Estoy de acuerdo con Martine.

Y te diré una cosa: si cuando pronuncias en francés, ya no se parece a la palabra escrita, seguro que lo estás haciendo muy bien. 
Y si logras *NO pronunciar* todas las letras que ves escritas, sobre todo al final de una palabra, ¡aleluya !, seguro que empezaremos a entenderte.  

Un beso,

Gévy


----------



## Judi27

Bonjour Gévy,
No sabes cuanta razo'n tienes, a veces tengo miedo de hablar media palabra, y que nadie me entienda......! Por ejemplo: Medecin....wow me rompi la lengua......("perdon")....... 
En fin, como dice Martine, hay que escuchar mucho la lengua francesa y c'est tout. 
Agrego que paso dias y noches traduciendo, escuchando y cantando paroles des chansons.........! (Mike Brant, Dalida,Charles Aznavour,Leslie,France Gall,Bebe Lilly  .........etc...).
Gracias, un beso
Judi


----------



## Cintia&Martine

Buenas días, bonjor,

A parte del programa ofrecido por Ed-hipo tienes también éste.

¡Ánimo!
Au revoir, hasta luego


----------



## Lisory

Hola,

Añadiré una cosita : se puede hablar perfectamente un idioma sin tener el "acento" de los nativos.

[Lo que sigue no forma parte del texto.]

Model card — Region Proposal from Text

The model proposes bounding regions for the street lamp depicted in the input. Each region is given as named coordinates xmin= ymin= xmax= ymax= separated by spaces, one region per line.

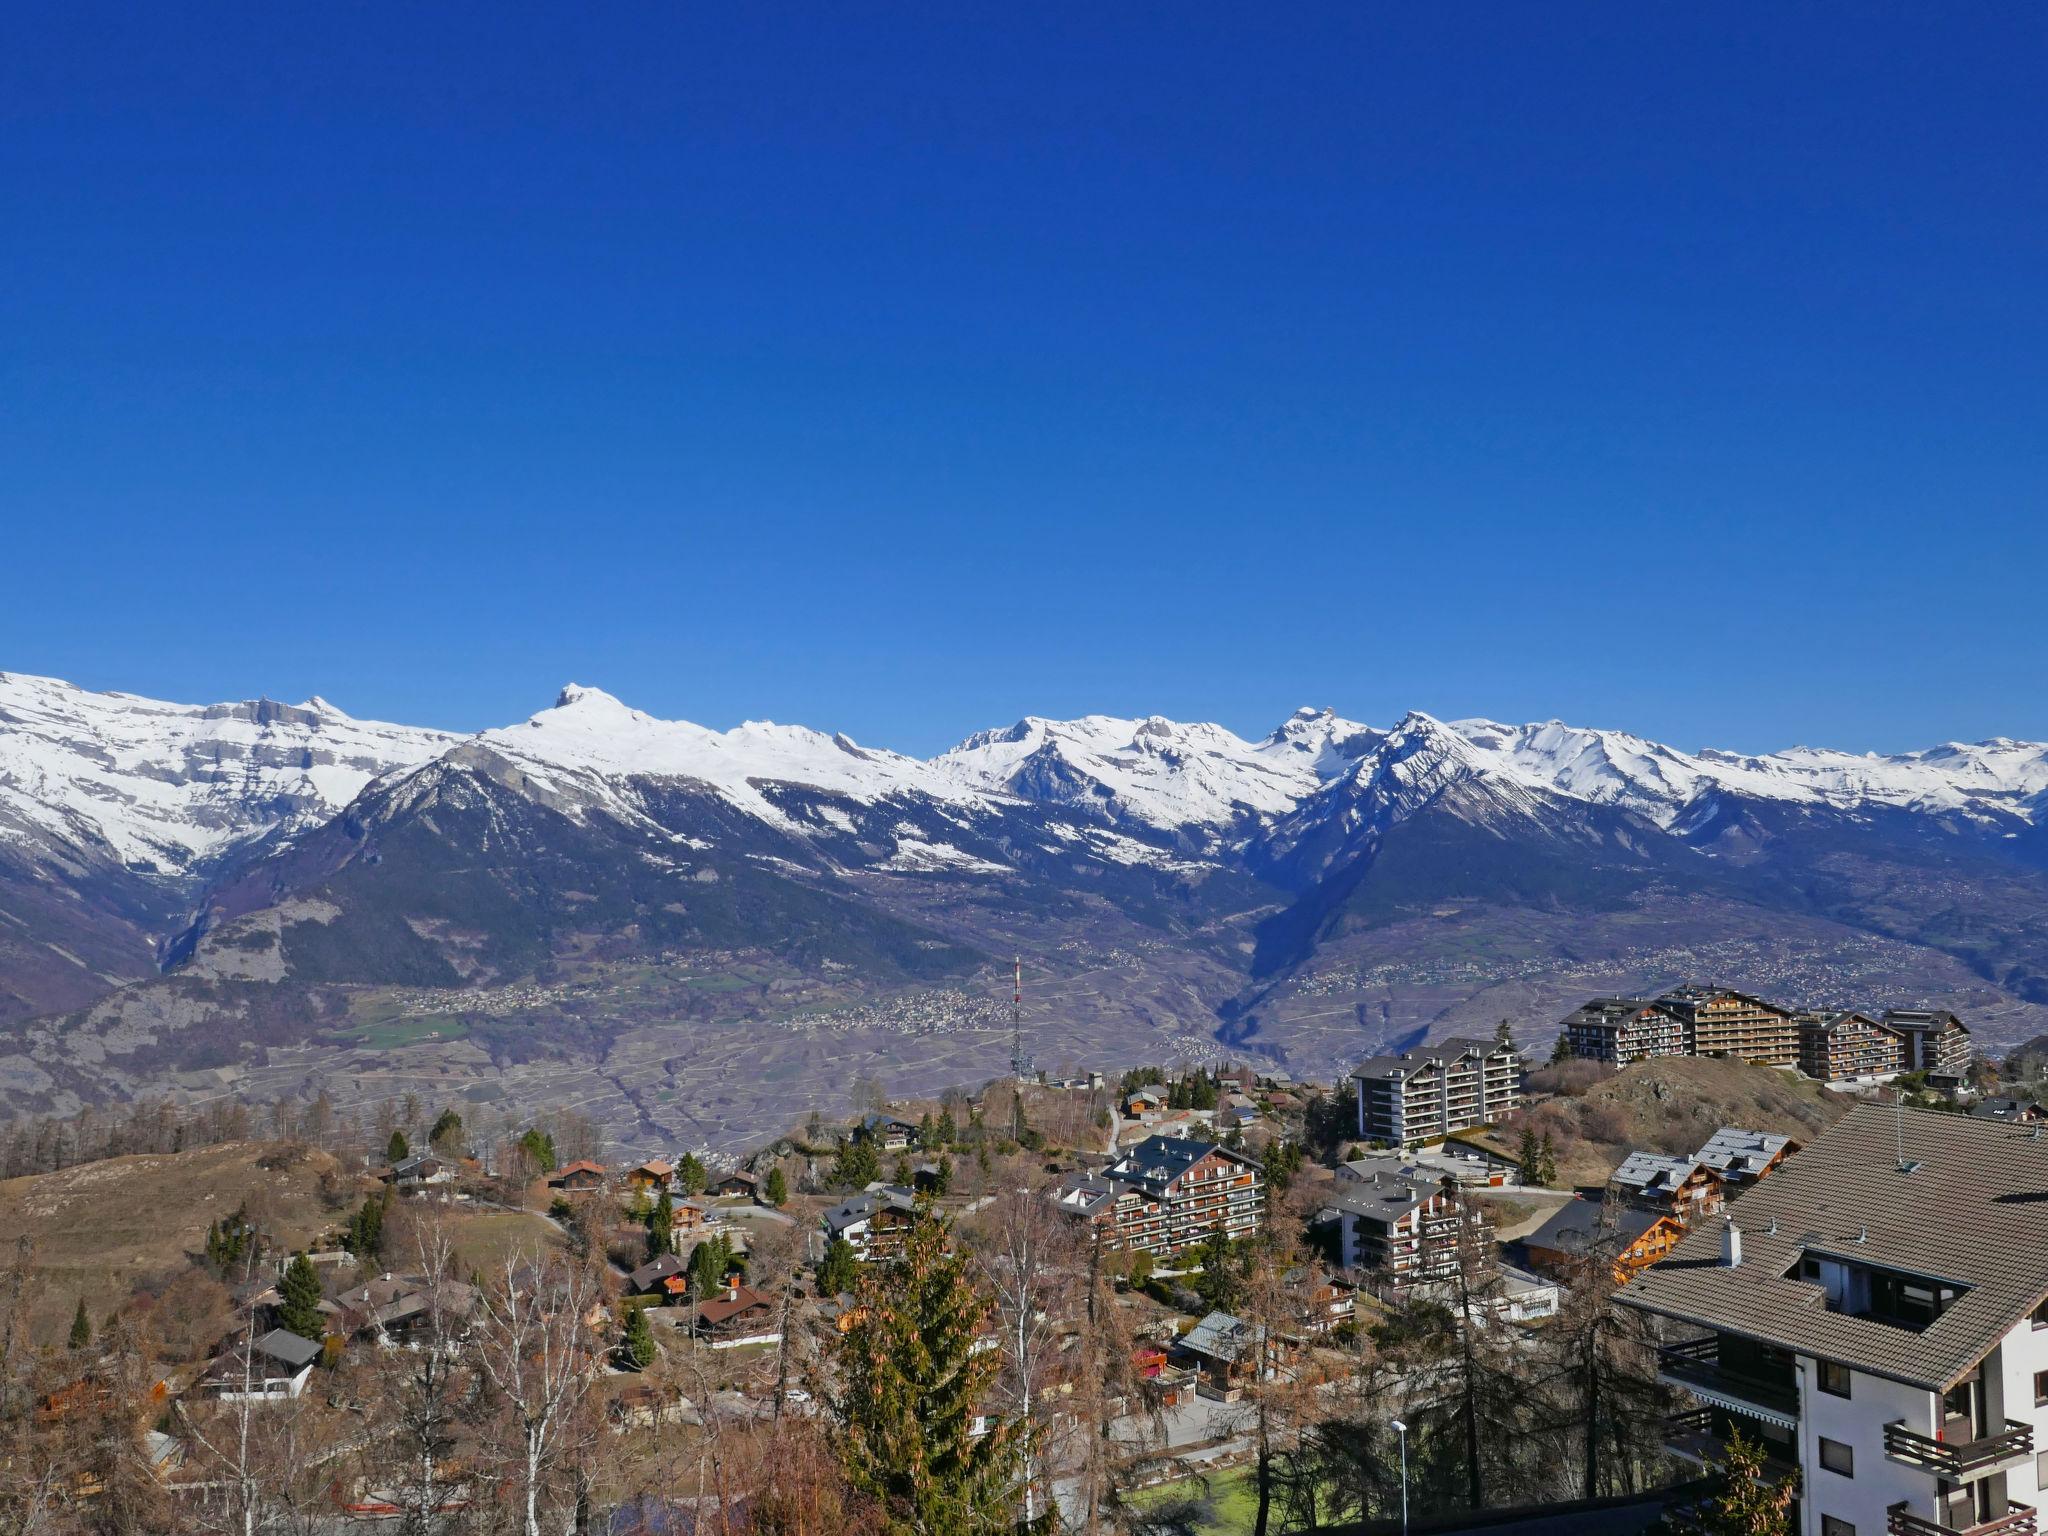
xmin=1388 ymin=1419 xmax=1409 ymax=1536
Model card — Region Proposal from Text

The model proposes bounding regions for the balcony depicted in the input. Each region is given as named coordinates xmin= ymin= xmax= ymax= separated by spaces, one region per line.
xmin=1665 ymin=1407 xmax=1798 ymax=1480
xmin=1888 ymin=1501 xmax=2036 ymax=1536
xmin=1885 ymin=1420 xmax=2034 ymax=1478
xmin=1656 ymin=1337 xmax=1799 ymax=1425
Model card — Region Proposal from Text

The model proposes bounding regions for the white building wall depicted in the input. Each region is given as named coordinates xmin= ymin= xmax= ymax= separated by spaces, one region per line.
xmin=1991 ymin=1317 xmax=2048 ymax=1512
xmin=1796 ymin=1356 xmax=1932 ymax=1536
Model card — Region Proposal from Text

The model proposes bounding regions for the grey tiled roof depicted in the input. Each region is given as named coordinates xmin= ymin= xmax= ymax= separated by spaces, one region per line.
xmin=1617 ymin=1103 xmax=2048 ymax=1391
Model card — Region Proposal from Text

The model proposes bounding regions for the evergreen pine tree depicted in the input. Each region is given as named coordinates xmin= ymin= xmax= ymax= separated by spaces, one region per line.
xmin=935 ymin=1107 xmax=957 ymax=1147
xmin=1539 ymin=1131 xmax=1559 ymax=1187
xmin=893 ymin=1154 xmax=915 ymax=1187
xmin=763 ymin=1166 xmax=788 ymax=1207
xmin=833 ymin=1207 xmax=1034 ymax=1536
xmin=621 ymin=1303 xmax=657 ymax=1370
xmin=429 ymin=1108 xmax=464 ymax=1149
xmin=648 ymin=1190 xmax=674 ymax=1259
xmin=1690 ymin=1430 xmax=1795 ymax=1536
xmin=1495 ymin=1018 xmax=1515 ymax=1050
xmin=1550 ymin=1031 xmax=1575 ymax=1066
xmin=68 ymin=1296 xmax=90 ymax=1350
xmin=278 ymin=1252 xmax=326 ymax=1342
xmin=675 ymin=1152 xmax=709 ymax=1195
xmin=817 ymin=1236 xmax=859 ymax=1298
xmin=1518 ymin=1127 xmax=1543 ymax=1187
xmin=386 ymin=1129 xmax=409 ymax=1164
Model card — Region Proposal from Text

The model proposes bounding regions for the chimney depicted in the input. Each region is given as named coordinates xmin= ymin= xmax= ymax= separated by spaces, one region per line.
xmin=1720 ymin=1217 xmax=1742 ymax=1269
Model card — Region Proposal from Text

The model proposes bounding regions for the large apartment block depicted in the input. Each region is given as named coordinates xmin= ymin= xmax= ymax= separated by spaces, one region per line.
xmin=1798 ymin=1010 xmax=1907 ymax=1083
xmin=1621 ymin=1106 xmax=2048 ymax=1536
xmin=1052 ymin=1135 xmax=1264 ymax=1258
xmin=1655 ymin=983 xmax=1802 ymax=1064
xmin=1885 ymin=1010 xmax=1975 ymax=1077
xmin=1326 ymin=1159 xmax=1491 ymax=1296
xmin=1560 ymin=997 xmax=1688 ymax=1066
xmin=1350 ymin=1036 xmax=1524 ymax=1148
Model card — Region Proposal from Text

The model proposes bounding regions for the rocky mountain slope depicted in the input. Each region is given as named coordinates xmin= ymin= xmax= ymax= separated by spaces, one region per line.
xmin=4 ymin=669 xmax=2048 ymax=1143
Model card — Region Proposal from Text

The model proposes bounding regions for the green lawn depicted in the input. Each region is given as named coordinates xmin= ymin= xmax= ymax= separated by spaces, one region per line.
xmin=1126 ymin=1470 xmax=1257 ymax=1535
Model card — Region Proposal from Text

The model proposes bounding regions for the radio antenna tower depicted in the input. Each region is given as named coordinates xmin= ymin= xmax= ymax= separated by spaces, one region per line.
xmin=1009 ymin=955 xmax=1034 ymax=1081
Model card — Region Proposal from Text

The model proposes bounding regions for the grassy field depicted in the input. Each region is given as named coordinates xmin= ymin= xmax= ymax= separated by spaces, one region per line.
xmin=1127 ymin=1471 xmax=1258 ymax=1535
xmin=440 ymin=1207 xmax=565 ymax=1272
xmin=0 ymin=1140 xmax=359 ymax=1344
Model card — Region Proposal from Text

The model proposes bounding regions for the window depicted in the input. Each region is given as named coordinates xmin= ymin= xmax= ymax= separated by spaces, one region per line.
xmin=1817 ymin=1360 xmax=1852 ymax=1398
xmin=2036 ymin=1370 xmax=2048 ymax=1407
xmin=2034 ymin=1299 xmax=2048 ymax=1330
xmin=1821 ymin=1518 xmax=1855 ymax=1536
xmin=1819 ymin=1437 xmax=1854 ymax=1477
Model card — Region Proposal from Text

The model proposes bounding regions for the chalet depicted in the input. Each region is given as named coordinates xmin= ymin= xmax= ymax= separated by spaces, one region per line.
xmin=1286 ymin=1267 xmax=1360 ymax=1336
xmin=548 ymin=1160 xmax=608 ymax=1193
xmin=1795 ymin=1010 xmax=1904 ymax=1081
xmin=625 ymin=1160 xmax=673 ymax=1191
xmin=1053 ymin=1136 xmax=1264 ymax=1259
xmin=1692 ymin=1127 xmax=1800 ymax=1187
xmin=384 ymin=1152 xmax=452 ymax=1189
xmin=1220 ymin=1093 xmax=1261 ymax=1129
xmin=822 ymin=1187 xmax=919 ymax=1262
xmin=708 ymin=1171 xmax=759 ymax=1201
xmin=691 ymin=1282 xmax=781 ymax=1349
xmin=1124 ymin=1086 xmax=1169 ymax=1117
xmin=335 ymin=1275 xmax=475 ymax=1342
xmin=1525 ymin=1201 xmax=1684 ymax=1286
xmin=625 ymin=1253 xmax=689 ymax=1297
xmin=854 ymin=1114 xmax=919 ymax=1153
xmin=1970 ymin=1097 xmax=2048 ymax=1125
xmin=207 ymin=1328 xmax=322 ymax=1401
xmin=1175 ymin=1310 xmax=1292 ymax=1399
xmin=1608 ymin=1152 xmax=1726 ymax=1223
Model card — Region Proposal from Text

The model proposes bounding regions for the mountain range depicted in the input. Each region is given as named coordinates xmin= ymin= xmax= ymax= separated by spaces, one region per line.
xmin=5 ymin=669 xmax=2048 ymax=1147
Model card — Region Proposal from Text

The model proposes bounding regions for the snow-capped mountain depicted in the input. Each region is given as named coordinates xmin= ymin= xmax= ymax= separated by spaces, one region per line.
xmin=0 ymin=670 xmax=454 ymax=878
xmin=7 ymin=666 xmax=2048 ymax=1032
xmin=1455 ymin=717 xmax=2048 ymax=831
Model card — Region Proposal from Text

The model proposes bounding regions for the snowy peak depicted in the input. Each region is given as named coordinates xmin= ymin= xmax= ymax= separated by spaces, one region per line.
xmin=0 ymin=670 xmax=456 ymax=875
xmin=931 ymin=712 xmax=1323 ymax=829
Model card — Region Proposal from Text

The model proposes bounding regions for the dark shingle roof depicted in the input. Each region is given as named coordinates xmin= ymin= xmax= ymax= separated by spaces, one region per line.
xmin=1617 ymin=1103 xmax=2048 ymax=1390
xmin=1528 ymin=1200 xmax=1662 ymax=1255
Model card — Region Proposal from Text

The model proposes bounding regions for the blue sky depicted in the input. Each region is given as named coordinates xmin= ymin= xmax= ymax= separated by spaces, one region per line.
xmin=4 ymin=6 xmax=2044 ymax=754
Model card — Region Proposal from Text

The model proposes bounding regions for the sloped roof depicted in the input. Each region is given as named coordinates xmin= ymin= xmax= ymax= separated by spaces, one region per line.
xmin=1618 ymin=1104 xmax=2048 ymax=1391
xmin=1527 ymin=1200 xmax=1662 ymax=1255
xmin=1695 ymin=1127 xmax=1796 ymax=1177
xmin=1610 ymin=1152 xmax=1710 ymax=1196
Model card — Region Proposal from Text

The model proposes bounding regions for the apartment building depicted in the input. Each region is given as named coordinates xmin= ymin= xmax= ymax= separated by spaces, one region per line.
xmin=1560 ymin=997 xmax=1688 ymax=1065
xmin=1324 ymin=1159 xmax=1490 ymax=1295
xmin=1053 ymin=1135 xmax=1264 ymax=1258
xmin=1885 ymin=1010 xmax=1975 ymax=1076
xmin=1620 ymin=1105 xmax=2048 ymax=1536
xmin=1350 ymin=1036 xmax=1524 ymax=1147
xmin=1655 ymin=983 xmax=1802 ymax=1065
xmin=1799 ymin=1011 xmax=1908 ymax=1083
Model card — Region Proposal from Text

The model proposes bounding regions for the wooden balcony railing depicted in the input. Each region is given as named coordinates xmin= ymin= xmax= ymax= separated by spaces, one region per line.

Un saludo (con mi acento belga)


----------



## Ejdec_J

Cintia&Martine said:


> Buenas días, bonjor,
> 
> A parte del programa ofrecido por Ed-hipo tienes también éste.
> 
> ¡Ánimo!
> Au revoir, hasta luego



Bonjour
Perdonadme, pero no consigo oir nada, hace falta algo para oirlo, merci et bonne nuit, bonsoir.


----------



## Cintia&Martine

Buenas noches:

Acabo de probarlo y a mí ne funciona.
Tienes que ir a "say it" y esperar un poco que se cargue el audio. Después le das al play 2 veces. Prueba.

Au revoir, hasta luego


----------



## Judi27

Hola Lisory,
Exelente tu comentario,    !!!
Judi


----------



## marimar

Hola. Tengo algunas dudas sobre la pronunciación de varias palabras que no aparecen en los diccionarios, puesto que son tiempos verbales. Me gustaría preguntaros si conocéis alguna página de internet sobre pronunciación francesa. Muchas gracias


----------



## Luis Saiz

Hola marimar:

Si pones en Google «pronunciación fancesa» tienes bastantes entradas sobre ese asunto.

Saludo


----------



## bluecalypso

hola

hay muchas paginas pueden ayudar pero espero que puedes comprender el ingles! me encantaria los poner aqui pero el website me ha decho que tengo que escribir 30 posts antes de hacerlo aqui. Lo siento! :-/ Entonces, puedes utilisar google.co.uk y escribir 'French prononciation'. vas a buscar muchas pagina los mejores son askoxford.com, french.about.com, the bbc website / languages. 
Si no los bucas puedes sendete un mesaje privado. 

Salutos


----------



## bluecalypso

Un otro sitio muy util y es en ESPANOL es el sitio de todohsitoria.com, puedes utilisar google.es para buscar. Debes de escribir  
todohistoria.com/cursos/introfrances


utiles y en frances son: 

el sitio de la universitad de picardie.u-picardie.fr/CRL/minimes/francais/prononce_f.htm


Espero que eso puede ayudarte!


----------



## marimar

muchas gracias!!!


----------



## Raúl123

Llevo un tiempo estudiando francés ya que tendré que vivir en París por un año. He estado buscando un diccionario que incluya pronunciación, pero no he podido encontrar, les agradecería si me dijeran donde puedo encontrar uno

Gracias de antemano


----------



## Cintia&Martine

Buenas noches Raúl, bonne nuit et bienvenue parmi nous,

La pronunciación del francés es un tema recurrente en los foros. Puede consultar el hilo del foro Recursos:
http://forum.wordreference.com/showthread.php?t=18242

o alguno de los hilos que se encuentran en esta página:
http://www.wordreference.com/esfr/pronunciaci%F3n

Au revoir, hasta luego


----------



## Raúl123

Merci beaucoup


----------



## Joely.Barish

Hola! soy nuevo en este foro, recién empiezo a estudiar francés, y vi que hay palabras en las que varias vocales distintas se pronuncian como una sola.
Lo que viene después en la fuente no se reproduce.